First, on a regular and repeating basis, every sector, has waves of prices moving higher and afterwards waves of prices moving lower. After a dramatic rise in value, a fall back in value normally occurs. If a trend is strongly in one direction, after the fall back, movement in the original direction usually starts again and continues. However the fall back can be quite punishing and destructive with investors left reeling.
Gold at $1,900
I cautioned investors at that time that buying gold at the $1,900 level was an enormous gamble, and I urged patience and caution. That time I was right on the money. My call was dramatically correct. I only wish I were always correct. No-one ever is always correct in the market.
Secondly, Pick Stocks That Have Real Value
Most advisers look at trends in sectors and advise investors based upon the general trend of that sector. If the trend of junior gold miners is up, then a rising tide carries all boats up. This is generally true, yet a falling tide falls far faster than a rising tide rises, so when the inevitable pullback comes, stocks with real value remain afloat. I have previously mentioned some of those stocks.
Lastly, Patience and Following the Charts
If a stock has excellent underlying value, and if it falls in value, one must reexamine the underlying factors to see if those values actually were as good as originally estimated. If they are, hang in, and have patience. Riding a tide does take time, but value is value.
Watch the pattern of the stock on the chart. If there is a trend or a pattern, pay attention. Pay close attention. Even if you are correct in your beliefs, if the market is moving against you, pay attention.
Many years ago, I used to seek advice from so-called “people in the know“. At those times, in the early days, I would think that Investment Advisors knew what was good and what was bad. What I didn’t know, is they are in their own world and advise based on factors that are often completely extraneous to what my intentions are.
I also thought that what happened to a stock previously was not terribly important and only the future counted.
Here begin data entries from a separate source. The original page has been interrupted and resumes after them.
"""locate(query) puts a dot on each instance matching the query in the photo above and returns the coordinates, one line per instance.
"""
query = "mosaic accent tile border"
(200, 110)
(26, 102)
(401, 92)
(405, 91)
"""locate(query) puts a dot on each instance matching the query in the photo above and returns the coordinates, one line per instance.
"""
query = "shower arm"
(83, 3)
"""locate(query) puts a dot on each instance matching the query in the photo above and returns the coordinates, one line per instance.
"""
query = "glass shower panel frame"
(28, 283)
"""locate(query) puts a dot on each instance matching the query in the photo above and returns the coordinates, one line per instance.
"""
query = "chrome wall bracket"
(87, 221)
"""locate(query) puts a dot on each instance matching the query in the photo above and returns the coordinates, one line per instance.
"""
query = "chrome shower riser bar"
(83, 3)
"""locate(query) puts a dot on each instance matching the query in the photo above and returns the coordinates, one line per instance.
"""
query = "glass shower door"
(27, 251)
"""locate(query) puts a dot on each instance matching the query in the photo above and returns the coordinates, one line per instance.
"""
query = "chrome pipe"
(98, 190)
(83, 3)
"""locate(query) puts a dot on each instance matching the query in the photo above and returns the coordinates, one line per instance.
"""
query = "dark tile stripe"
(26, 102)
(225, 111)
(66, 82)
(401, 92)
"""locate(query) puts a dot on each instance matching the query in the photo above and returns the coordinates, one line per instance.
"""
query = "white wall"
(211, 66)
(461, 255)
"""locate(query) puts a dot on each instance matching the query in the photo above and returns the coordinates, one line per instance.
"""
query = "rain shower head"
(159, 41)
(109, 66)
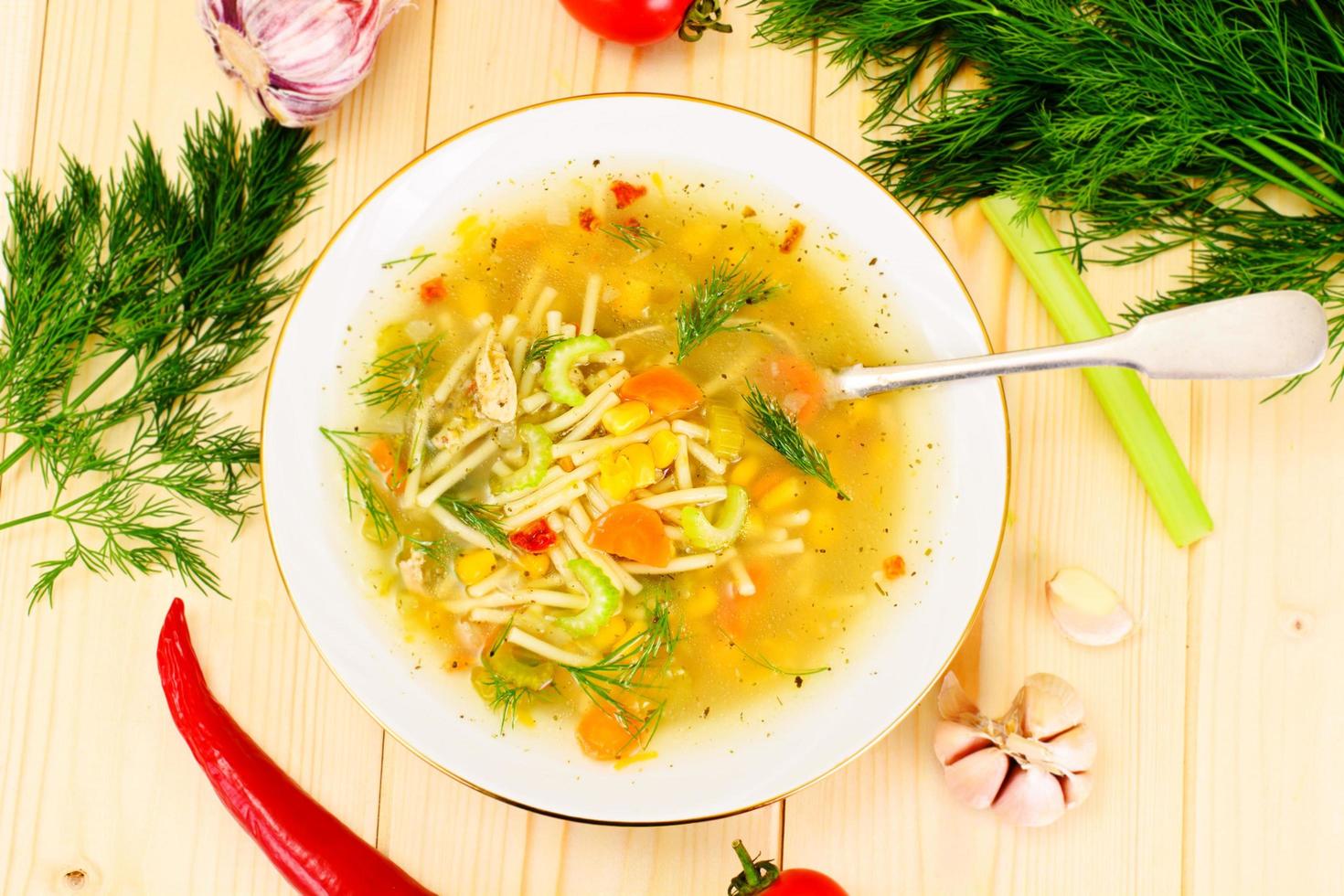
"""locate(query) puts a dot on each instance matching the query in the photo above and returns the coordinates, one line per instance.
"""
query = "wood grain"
(1075, 501)
(1218, 720)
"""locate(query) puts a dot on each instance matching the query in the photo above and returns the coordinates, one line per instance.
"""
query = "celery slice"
(1035, 248)
(538, 443)
(709, 536)
(560, 363)
(603, 601)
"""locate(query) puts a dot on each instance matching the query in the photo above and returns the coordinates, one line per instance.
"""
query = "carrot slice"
(626, 192)
(737, 613)
(385, 458)
(603, 736)
(666, 389)
(795, 383)
(635, 532)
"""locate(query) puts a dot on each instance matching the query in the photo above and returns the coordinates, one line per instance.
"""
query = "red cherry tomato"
(765, 879)
(643, 22)
(804, 881)
(537, 538)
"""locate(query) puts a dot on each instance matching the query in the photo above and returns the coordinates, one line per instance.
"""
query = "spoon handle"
(1264, 335)
(858, 382)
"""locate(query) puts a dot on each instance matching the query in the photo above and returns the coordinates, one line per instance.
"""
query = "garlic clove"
(297, 58)
(1077, 789)
(1086, 609)
(953, 741)
(1029, 798)
(1046, 706)
(953, 701)
(1074, 750)
(977, 778)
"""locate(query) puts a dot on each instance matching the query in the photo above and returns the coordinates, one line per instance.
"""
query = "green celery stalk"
(1121, 394)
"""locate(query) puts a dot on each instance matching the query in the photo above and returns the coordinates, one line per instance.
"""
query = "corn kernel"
(608, 635)
(615, 477)
(534, 564)
(702, 602)
(641, 464)
(475, 566)
(781, 496)
(625, 417)
(664, 445)
(745, 470)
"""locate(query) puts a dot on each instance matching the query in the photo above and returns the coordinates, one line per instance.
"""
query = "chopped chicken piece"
(496, 391)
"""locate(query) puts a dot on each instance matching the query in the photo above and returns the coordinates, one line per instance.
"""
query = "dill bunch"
(777, 429)
(1164, 120)
(129, 303)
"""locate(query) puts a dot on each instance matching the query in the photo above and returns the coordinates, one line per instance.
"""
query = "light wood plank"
(886, 819)
(486, 60)
(94, 778)
(1265, 709)
(20, 68)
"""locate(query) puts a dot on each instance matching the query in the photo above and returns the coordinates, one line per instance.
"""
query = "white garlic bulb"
(299, 58)
(1031, 764)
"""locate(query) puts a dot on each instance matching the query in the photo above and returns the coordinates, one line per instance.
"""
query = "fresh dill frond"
(773, 426)
(483, 517)
(502, 695)
(420, 260)
(714, 301)
(1151, 125)
(635, 235)
(540, 347)
(365, 484)
(171, 280)
(624, 684)
(441, 551)
(395, 377)
(765, 664)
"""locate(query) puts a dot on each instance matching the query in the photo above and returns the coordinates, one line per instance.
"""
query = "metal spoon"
(1264, 335)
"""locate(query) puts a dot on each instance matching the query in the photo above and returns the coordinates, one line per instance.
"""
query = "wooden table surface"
(1221, 721)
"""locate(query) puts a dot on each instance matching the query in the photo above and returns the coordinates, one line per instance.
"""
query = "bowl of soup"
(555, 484)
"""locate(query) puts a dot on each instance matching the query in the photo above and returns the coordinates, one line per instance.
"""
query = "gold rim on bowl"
(858, 752)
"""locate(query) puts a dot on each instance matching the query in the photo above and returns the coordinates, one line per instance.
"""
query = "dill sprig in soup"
(593, 450)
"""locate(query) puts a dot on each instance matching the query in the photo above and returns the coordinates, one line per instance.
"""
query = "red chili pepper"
(312, 848)
(765, 878)
(535, 538)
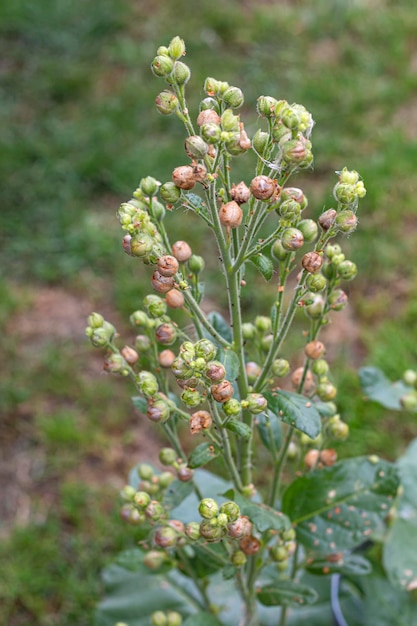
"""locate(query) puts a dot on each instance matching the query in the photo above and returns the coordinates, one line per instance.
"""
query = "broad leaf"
(263, 264)
(400, 562)
(296, 411)
(337, 508)
(261, 515)
(286, 592)
(377, 387)
(269, 428)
As I became more knowledgeable, I started listening to the technical analysts, and I started looking at the charts. Now I know, that if you buy or sell something without a close look at the charts, it is the height of Folly.
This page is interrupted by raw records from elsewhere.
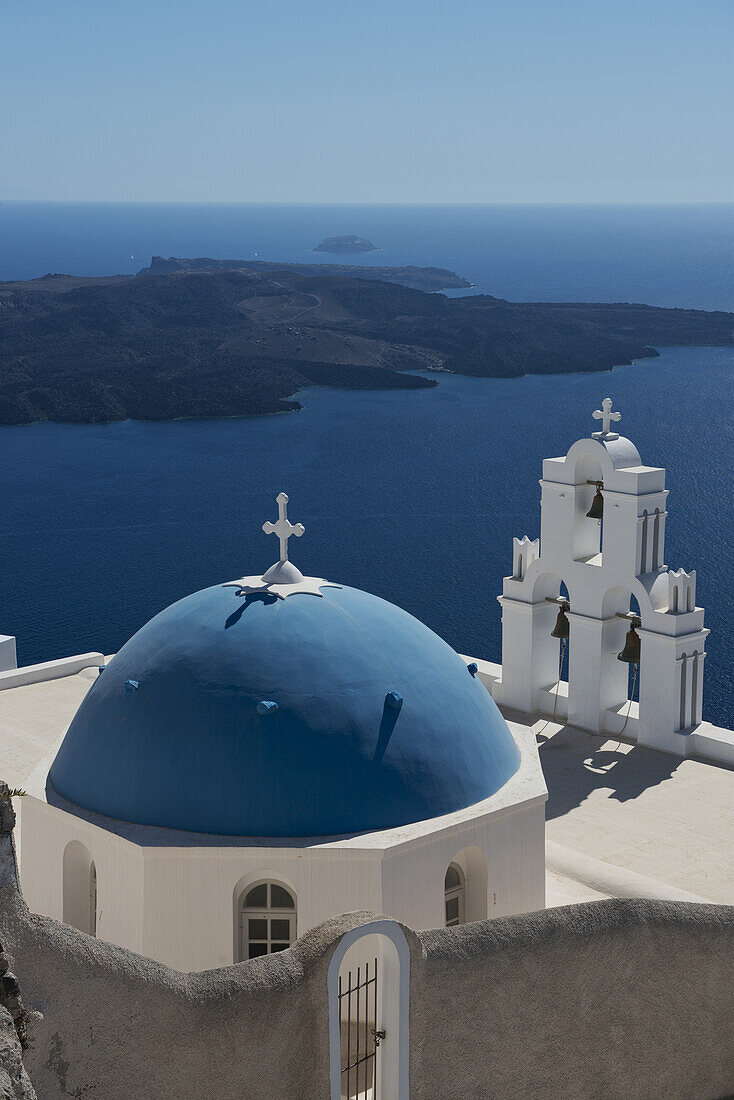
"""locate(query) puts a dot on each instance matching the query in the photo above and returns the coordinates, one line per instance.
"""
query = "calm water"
(413, 495)
(668, 255)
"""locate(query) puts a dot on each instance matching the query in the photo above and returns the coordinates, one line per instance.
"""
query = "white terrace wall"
(179, 904)
(609, 999)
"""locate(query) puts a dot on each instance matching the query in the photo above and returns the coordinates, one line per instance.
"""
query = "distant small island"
(346, 244)
(221, 338)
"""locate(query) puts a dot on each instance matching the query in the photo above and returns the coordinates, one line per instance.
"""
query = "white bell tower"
(606, 565)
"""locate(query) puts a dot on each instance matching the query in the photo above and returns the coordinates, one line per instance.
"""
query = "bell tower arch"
(602, 532)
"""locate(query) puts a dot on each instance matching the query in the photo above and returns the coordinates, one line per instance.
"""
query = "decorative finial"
(283, 527)
(282, 579)
(606, 416)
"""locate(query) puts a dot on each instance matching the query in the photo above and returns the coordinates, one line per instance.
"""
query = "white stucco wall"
(174, 897)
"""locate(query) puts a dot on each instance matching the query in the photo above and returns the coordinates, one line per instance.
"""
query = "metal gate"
(360, 1036)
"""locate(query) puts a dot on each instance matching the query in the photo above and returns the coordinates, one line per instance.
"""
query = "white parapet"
(8, 659)
(47, 670)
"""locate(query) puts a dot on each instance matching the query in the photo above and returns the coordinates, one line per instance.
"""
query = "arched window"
(267, 920)
(92, 899)
(455, 895)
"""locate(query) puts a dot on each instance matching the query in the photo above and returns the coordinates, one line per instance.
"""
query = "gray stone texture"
(607, 999)
(14, 1084)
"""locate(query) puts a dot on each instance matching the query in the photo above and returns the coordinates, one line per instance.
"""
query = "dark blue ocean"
(413, 495)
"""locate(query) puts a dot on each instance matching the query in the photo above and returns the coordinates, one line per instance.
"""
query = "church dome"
(241, 713)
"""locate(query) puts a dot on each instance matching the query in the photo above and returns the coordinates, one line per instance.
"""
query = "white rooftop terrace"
(622, 820)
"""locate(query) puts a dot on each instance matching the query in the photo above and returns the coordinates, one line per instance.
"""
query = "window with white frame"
(267, 920)
(453, 895)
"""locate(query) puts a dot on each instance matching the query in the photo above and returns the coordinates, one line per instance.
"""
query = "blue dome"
(378, 722)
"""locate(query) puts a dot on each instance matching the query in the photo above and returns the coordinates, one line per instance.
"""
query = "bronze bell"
(596, 510)
(631, 652)
(562, 627)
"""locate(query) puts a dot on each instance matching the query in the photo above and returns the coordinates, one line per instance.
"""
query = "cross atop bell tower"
(602, 552)
(605, 415)
(283, 527)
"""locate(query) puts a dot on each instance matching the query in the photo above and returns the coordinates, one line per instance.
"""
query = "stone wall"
(607, 999)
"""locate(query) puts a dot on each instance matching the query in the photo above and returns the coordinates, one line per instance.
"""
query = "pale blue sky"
(392, 100)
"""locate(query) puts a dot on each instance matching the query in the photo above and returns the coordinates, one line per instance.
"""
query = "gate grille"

It is Essential to Look at the Charts
The best advice that anyone can follow, is before you buy or sell, always look at the charts. Just about every online broker publishes charts. There are dozens of free sites on the web that publish charts, such as “Big Charts”, or “Kitco”, or many others. These charts are usually 15 minutes behind real time, but to the average investor, that is irrelevant.
You simply cannot buy a stock when its trend is in the wrong direction. If you think a stock is a good value, and it is moving DOWN in the charts, buying that stock until it bottoms is pure foolishness.
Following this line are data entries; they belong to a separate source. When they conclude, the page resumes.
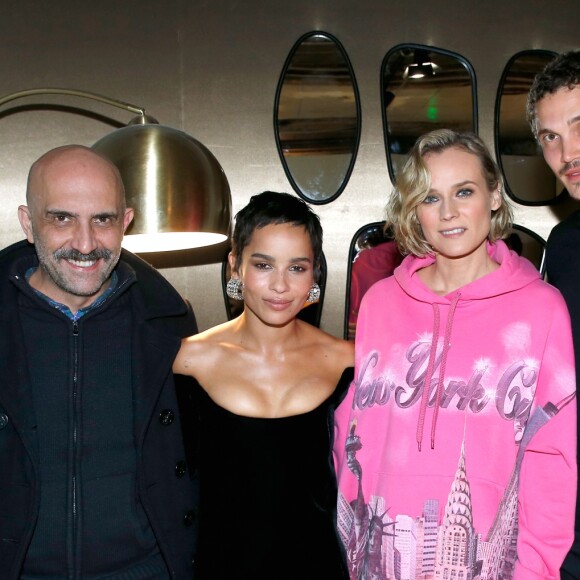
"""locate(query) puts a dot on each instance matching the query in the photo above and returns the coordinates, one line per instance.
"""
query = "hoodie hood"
(513, 274)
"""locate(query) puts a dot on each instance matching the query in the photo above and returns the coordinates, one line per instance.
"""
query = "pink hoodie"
(474, 477)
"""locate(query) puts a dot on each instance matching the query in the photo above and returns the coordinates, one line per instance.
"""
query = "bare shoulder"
(202, 350)
(334, 352)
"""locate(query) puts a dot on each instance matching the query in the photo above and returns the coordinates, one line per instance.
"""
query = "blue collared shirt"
(81, 312)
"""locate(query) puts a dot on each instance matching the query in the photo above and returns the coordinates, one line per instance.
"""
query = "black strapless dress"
(268, 494)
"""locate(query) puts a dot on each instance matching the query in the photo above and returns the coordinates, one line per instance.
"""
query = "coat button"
(180, 468)
(189, 518)
(166, 417)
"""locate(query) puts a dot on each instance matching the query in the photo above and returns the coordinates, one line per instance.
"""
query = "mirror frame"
(496, 130)
(279, 87)
(317, 306)
(397, 48)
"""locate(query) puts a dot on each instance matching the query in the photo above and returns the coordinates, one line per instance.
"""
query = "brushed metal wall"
(210, 68)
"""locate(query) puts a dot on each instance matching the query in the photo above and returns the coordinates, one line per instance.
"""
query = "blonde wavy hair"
(414, 182)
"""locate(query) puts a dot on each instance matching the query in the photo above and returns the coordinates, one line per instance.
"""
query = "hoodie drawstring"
(431, 370)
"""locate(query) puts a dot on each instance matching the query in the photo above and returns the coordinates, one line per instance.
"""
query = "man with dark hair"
(95, 482)
(554, 115)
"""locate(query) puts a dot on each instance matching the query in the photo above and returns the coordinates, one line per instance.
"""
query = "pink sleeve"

Have you ever heard the phrase “Catch a Falling Knife and it Will Cut You“? If a stock is falling, there is a reason. Think about those reasons.
Perhaps others know more than you do about a situation.
Perhaps that sector is falling out of favor for some reason.
Perhaps someone is shorting the stock and trying to force it lower.
Perhaps your take on the matter is a misunderstanding.
Perhaps a lot of other things.
But if the Trend is Against You, Never Fight the Trend.
Bottom Line – Before you buy something, always take a moment and look at the chart. Obviously the converse is true if you are shorting or selling a stock.
We may or may not have positions in the securities we name. In making an investment decision numerous factors must be considered including portfolio balancing, timing, cash and capital reserves, asset allocation and other factors. Readers are strongly advised to do their own research. Matters discussed contain forward-looking statements that are subject to risks and uncertainties and actual results may differ materially from any future results, performance or achievements expressed or implied.
Views expressed are opinions and not investment advice. Persons investing should retain a licensed professional to guide them and not rely on the opinions expressed herein. This report is neither a solicitation nor a recommendation to buy or sell securities. We are not a registered investment advisor nor a broker-dealer. The information contained herein is based on sources which we believe reliable but is not guaranteed as being accurate or a complete statement or summary of the available data.